Wouter Artz

Personal information
- Date of birth: 14 March 1985 (age 41)
- Place of birth: Woerden, Netherlands
- Height: 1.83 m (6 ft 0 in)
- Position: Defender

Team information
- Current team: Deinze (academy)

Youth career
- VEP
- 1995–2004: Feyenoord

Senior career*
- Years: Team / Apps / (Gls)
- 2004–2006: Feyenoord / 0 / (0)
- 2004–2006: → Excelsior / 27 / (0)
- 2006–2009: Cercle Brugge / 2 / (0)
- 2009–2010: FC Volendam / 11 / (0)
- 2010–2012: Dender / 51 / (0)
- 2012–2013: KVK Ieper / 2 / (0)

Managerial career
- 2013–2015: KVK Westhoek (chief scout)
- 2015–2016: Cercle Brugge (youth)
- 2016–2022: Cercle Brugge (U21)
- 2021: Cercle Brugge (caretaker)
- 2022–: Deinze (academy)

= Wouter Artz =

Dutch footballer (born 1985)

Wouter Artz (born 14 March 1985) is a Dutch football coach and a former player. He is the academy director with the Belgian club Deinze.

==Club career==
Artz started playing football at local amateur side VEP. When he reached the age of 10, he started playing at the youth academy of Feyenoord. Artz was capped several times as youth international.
In the 2004–05 and 2005–06 season, Wouter Artz played for Excelsior in Eerste Divisie, where he in his last season became champions with his team.

===Cercle Brugge===
In 2006, he moved to Cercle Brugge, a team playing in the Belgian First division. In his first season with the Bruges side, Artz was tormented by injuries and as a consequence, he did not play a single match that season. In the beginning of his second season, Artz was again not given many match minutes, much to the surprise of the supporters. Artz had to wait until the last match day to make his first appearance. Artz started the match against Charleroi SC.
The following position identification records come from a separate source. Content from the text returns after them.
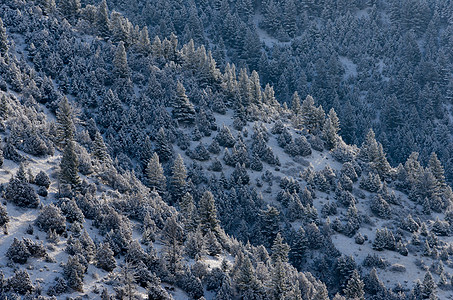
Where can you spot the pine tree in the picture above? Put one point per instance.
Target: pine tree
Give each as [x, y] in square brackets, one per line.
[354, 288]
[429, 286]
[246, 278]
[4, 110]
[99, 148]
[3, 40]
[437, 170]
[313, 117]
[188, 210]
[172, 236]
[4, 218]
[155, 174]
[280, 250]
[183, 110]
[295, 104]
[120, 66]
[299, 247]
[104, 258]
[70, 9]
[163, 147]
[178, 184]
[102, 19]
[65, 121]
[208, 213]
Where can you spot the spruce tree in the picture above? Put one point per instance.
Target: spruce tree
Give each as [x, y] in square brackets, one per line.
[18, 252]
[99, 148]
[69, 166]
[65, 121]
[208, 213]
[4, 218]
[354, 288]
[172, 236]
[120, 66]
[3, 40]
[183, 110]
[178, 184]
[299, 248]
[295, 104]
[102, 19]
[163, 147]
[428, 286]
[155, 174]
[4, 110]
[437, 170]
[280, 250]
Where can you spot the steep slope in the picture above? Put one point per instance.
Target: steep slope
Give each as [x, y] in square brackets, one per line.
[244, 199]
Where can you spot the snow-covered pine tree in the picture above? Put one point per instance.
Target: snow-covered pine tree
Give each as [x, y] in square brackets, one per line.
[183, 111]
[155, 174]
[208, 213]
[178, 183]
[65, 120]
[104, 258]
[163, 147]
[69, 166]
[3, 40]
[99, 149]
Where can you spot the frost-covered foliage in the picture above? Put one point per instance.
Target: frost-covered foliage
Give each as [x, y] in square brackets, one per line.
[173, 166]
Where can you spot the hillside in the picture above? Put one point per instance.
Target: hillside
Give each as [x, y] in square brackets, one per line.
[136, 167]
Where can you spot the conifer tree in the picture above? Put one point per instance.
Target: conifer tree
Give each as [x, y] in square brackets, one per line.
[312, 116]
[4, 218]
[208, 213]
[299, 247]
[183, 110]
[188, 210]
[65, 121]
[437, 170]
[120, 66]
[280, 250]
[102, 19]
[155, 174]
[69, 166]
[20, 282]
[163, 147]
[295, 104]
[3, 40]
[428, 286]
[172, 236]
[70, 9]
[246, 278]
[178, 184]
[104, 258]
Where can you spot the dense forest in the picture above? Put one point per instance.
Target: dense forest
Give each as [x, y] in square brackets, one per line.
[292, 149]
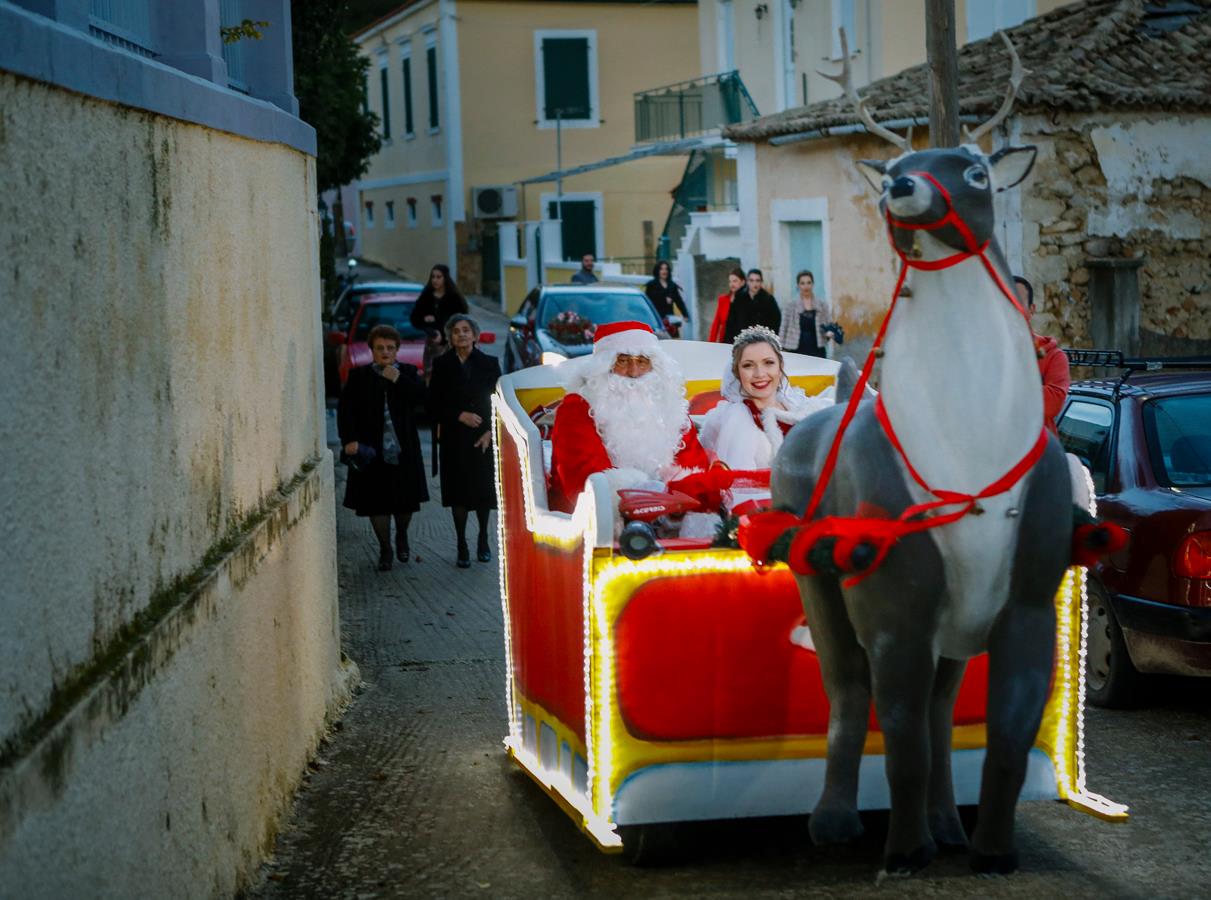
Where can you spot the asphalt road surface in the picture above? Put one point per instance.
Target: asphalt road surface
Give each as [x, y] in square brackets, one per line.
[413, 796]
His contract with Cercle ended in 2009 and was not renewed, he only made 2 more first team appearances in the 2008-09 season. On 11 July 2009 FC Volendam signed the former Cercle Brugge defender on a free transfer for a year with an option for another year, only for him to return to Belgium to play for Dender.

He retired in 2013 due to persistent injuries.